1. Van Sant does not attempt to update the original, but simply pays homage by doing almost everything exactly the same way Hitchcock did. The shock of Marion dying in the shower was lost since audiences knew what to expect. As a remake, it is incredibly close to the original text. Van Sant put himself and his crew under the same pressures Hitchcock was under, as far as budgeting and scheduling went.
The first "yawning fallacy" is the fact that Van Sant, as an artist, did nothing to add to Hitchcock's work. If art students copy Rembrandt paintings stroke for stroke, it does not make them Rembrandt. The second is that the more he tried to stay faithful to the source, the more he called attention to himself.
2. The shower scene is not a shock in the remake.

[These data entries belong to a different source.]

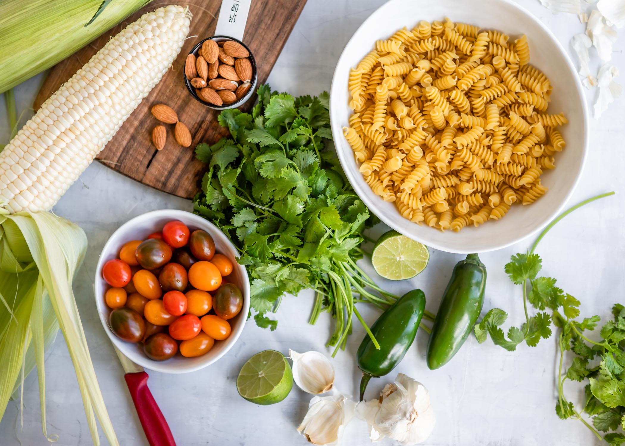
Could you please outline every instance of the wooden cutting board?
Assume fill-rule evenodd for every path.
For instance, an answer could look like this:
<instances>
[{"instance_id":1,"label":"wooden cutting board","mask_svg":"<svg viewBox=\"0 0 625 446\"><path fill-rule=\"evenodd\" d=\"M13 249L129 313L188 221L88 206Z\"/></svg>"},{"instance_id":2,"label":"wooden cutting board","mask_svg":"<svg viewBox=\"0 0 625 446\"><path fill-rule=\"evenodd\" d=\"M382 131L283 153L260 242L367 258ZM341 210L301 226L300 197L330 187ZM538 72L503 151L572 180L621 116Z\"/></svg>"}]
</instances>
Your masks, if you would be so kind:
<instances>
[{"instance_id":1,"label":"wooden cutting board","mask_svg":"<svg viewBox=\"0 0 625 446\"><path fill-rule=\"evenodd\" d=\"M252 0L243 41L256 60L258 85L267 79L305 3L306 0ZM184 60L191 48L199 41L214 35L221 2L194 0L192 3L182 2L180 4L188 4L193 14L190 37L171 69L131 114L97 159L111 169L144 184L191 198L199 189L198 180L204 169L204 165L194 157L193 149L199 142L215 142L227 134L228 131L217 122L219 112L200 104L191 96L182 82L182 73ZM38 109L52 92L86 63L110 36L142 14L161 6L164 4L149 4L59 62L41 87L35 99L34 109ZM251 109L255 99L254 95L241 109ZM150 108L158 103L170 106L178 112L179 120L189 127L193 136L191 147L178 146L174 139L173 126L165 124L168 128L165 147L160 152L154 149L150 136L158 122L150 114Z\"/></svg>"}]
</instances>

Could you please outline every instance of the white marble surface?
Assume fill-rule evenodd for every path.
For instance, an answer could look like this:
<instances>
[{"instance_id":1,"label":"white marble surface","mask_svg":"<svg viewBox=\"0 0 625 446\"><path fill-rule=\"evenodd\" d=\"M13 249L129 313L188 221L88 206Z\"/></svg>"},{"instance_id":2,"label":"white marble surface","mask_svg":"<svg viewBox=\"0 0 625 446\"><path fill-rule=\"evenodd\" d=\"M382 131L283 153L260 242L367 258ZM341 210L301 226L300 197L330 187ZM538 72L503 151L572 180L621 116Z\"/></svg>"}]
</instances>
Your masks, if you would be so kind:
<instances>
[{"instance_id":1,"label":"white marble surface","mask_svg":"<svg viewBox=\"0 0 625 446\"><path fill-rule=\"evenodd\" d=\"M272 86L294 94L329 89L334 64L345 43L381 0L309 0L270 76ZM575 33L584 29L574 16L552 15L536 0L524 6L539 17L569 48ZM452 15L450 11L450 15ZM621 30L621 34L624 32ZM625 72L622 50L625 36L615 44L613 63ZM18 108L30 106L41 77L16 89ZM589 92L594 101L596 91ZM589 102L591 103L591 102ZM607 317L614 302L622 302L625 287L625 218L622 174L625 154L622 114L625 99L611 106L600 121L592 121L591 156L571 203L610 190L618 195L589 205L567 218L541 242L544 272L559 279L565 290L582 302L582 314ZM0 141L5 142L6 113L0 106ZM110 234L122 223L142 212L158 209L190 210L191 202L157 192L94 163L61 200L54 212L78 223L89 238L89 250L74 285L78 306L99 384L119 442L124 446L147 445L123 372L98 320L93 302L92 281L98 253ZM375 229L376 234L386 228ZM509 249L485 254L482 261L489 276L484 311L492 306L508 310L516 324L523 319L522 297L503 272L509 256L524 250L531 240ZM422 289L428 309L436 311L454 264L461 256L431 253L426 272L410 281L383 283L401 294ZM384 281L381 279L380 282ZM275 332L262 330L252 322L230 352L202 370L184 375L152 372L152 392L169 422L178 444L193 445L304 445L296 427L306 413L309 395L294 388L284 402L257 406L238 394L235 380L248 357L265 349L286 353L326 351L331 321L322 315L316 326L307 324L312 295L302 292L285 299L278 313ZM362 310L372 322L378 313ZM336 384L344 392L356 394L360 374L355 352L363 335L358 324L348 348L333 360ZM534 349L521 346L509 353L490 340L479 345L471 336L453 361L430 371L425 365L427 337L420 332L415 345L388 379L372 380L372 397L386 382L401 372L422 382L429 389L438 422L426 444L443 445L592 445L594 436L581 423L562 421L554 407L556 344L542 341ZM62 336L48 352L46 362L48 430L59 435L57 444L84 446L91 444L74 370ZM23 427L19 427L18 401L11 402L0 422L0 445L36 446L48 444L41 435L39 393L35 374L26 380ZM579 400L579 388L567 385L571 399ZM106 444L106 440L103 443ZM368 444L364 424L356 420L348 427L346 445ZM397 444L388 440L382 445Z\"/></svg>"}]
</instances>

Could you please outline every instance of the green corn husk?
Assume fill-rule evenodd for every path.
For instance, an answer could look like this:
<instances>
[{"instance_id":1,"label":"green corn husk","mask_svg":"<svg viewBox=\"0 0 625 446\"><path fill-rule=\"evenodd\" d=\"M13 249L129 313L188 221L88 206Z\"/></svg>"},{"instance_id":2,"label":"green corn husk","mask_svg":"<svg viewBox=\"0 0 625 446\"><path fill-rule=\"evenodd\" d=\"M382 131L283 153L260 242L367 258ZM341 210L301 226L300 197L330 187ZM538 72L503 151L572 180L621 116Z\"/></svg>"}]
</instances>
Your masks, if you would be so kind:
<instances>
[{"instance_id":1,"label":"green corn husk","mask_svg":"<svg viewBox=\"0 0 625 446\"><path fill-rule=\"evenodd\" d=\"M74 54L148 2L2 0L0 93Z\"/></svg>"}]
</instances>

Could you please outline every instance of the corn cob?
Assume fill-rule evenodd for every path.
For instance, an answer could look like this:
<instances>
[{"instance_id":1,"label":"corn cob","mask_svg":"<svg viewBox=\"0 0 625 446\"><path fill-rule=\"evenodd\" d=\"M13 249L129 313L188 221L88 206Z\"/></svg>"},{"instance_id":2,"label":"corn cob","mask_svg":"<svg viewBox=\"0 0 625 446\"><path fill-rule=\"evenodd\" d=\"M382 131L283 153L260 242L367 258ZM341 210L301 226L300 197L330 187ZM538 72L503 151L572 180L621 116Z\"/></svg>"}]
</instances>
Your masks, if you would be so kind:
<instances>
[{"instance_id":1,"label":"corn cob","mask_svg":"<svg viewBox=\"0 0 625 446\"><path fill-rule=\"evenodd\" d=\"M0 152L0 202L47 211L114 136L180 52L191 14L169 5L111 39Z\"/></svg>"}]
</instances>

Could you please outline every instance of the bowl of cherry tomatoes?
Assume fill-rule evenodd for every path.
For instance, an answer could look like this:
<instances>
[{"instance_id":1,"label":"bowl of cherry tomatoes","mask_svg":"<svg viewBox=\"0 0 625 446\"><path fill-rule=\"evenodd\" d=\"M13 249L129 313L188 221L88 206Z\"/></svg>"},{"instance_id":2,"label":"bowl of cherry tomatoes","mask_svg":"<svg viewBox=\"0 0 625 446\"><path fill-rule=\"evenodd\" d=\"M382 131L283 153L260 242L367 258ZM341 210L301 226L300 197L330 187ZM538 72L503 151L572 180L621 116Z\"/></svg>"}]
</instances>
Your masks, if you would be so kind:
<instances>
[{"instance_id":1,"label":"bowl of cherry tomatoes","mask_svg":"<svg viewBox=\"0 0 625 446\"><path fill-rule=\"evenodd\" d=\"M122 225L100 255L94 284L112 343L139 365L193 372L229 350L249 311L249 280L228 238L183 211Z\"/></svg>"}]
</instances>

3. Naremore criticizes Vince Vaughn's impersonation of Anthony Perkins and Heche's direction for Marion. The Royal Cook illustrates how it is impossible to recreate something exactly because changes appear in everything over time.
4. Rothman claims that Van Sant's use of the camera is no match for Hitchcock (Hollywood's first auteur filmmaker) and his sense of storytelling with careful cinematography and movement.
Leitch says Van Sant is saying with his own voice the same thing Hitchcock did.
5. Hitchcock is considered Hollywood's first auteur filmmaker. Naremore's viewing showed the lack of originality of Van Sant's remaker, Leitch argues that venue is everything and that a film seen in a classroom is likely to be thought of as academic.
6. Because Van Sant plays on the audience's expectations of the film and allows suspense to build around it. He highlights what is easily accessible or recognizable in Hitchcock.
7. Dysfunctional youth, sexuality, and the romanticized view of escaping to the road. He manages to work it into Psycho with the characters' sexual repression and Marion's escaping by car.
8. Inserts of blue skies and clouds at moments of emotional release. In Psycho, it relates to Marion and Aborgast's stabbings.
9. The heterosexual and macho Vince Vaughn playing Norman Bates contrasts the homosexual Anthony Perkins' portrayal. Marion is played by the openly gay Anne Heche, changing the femininity of the character. Julianne Moore's Lila is a much stronger, more independent woman than Vera Miles.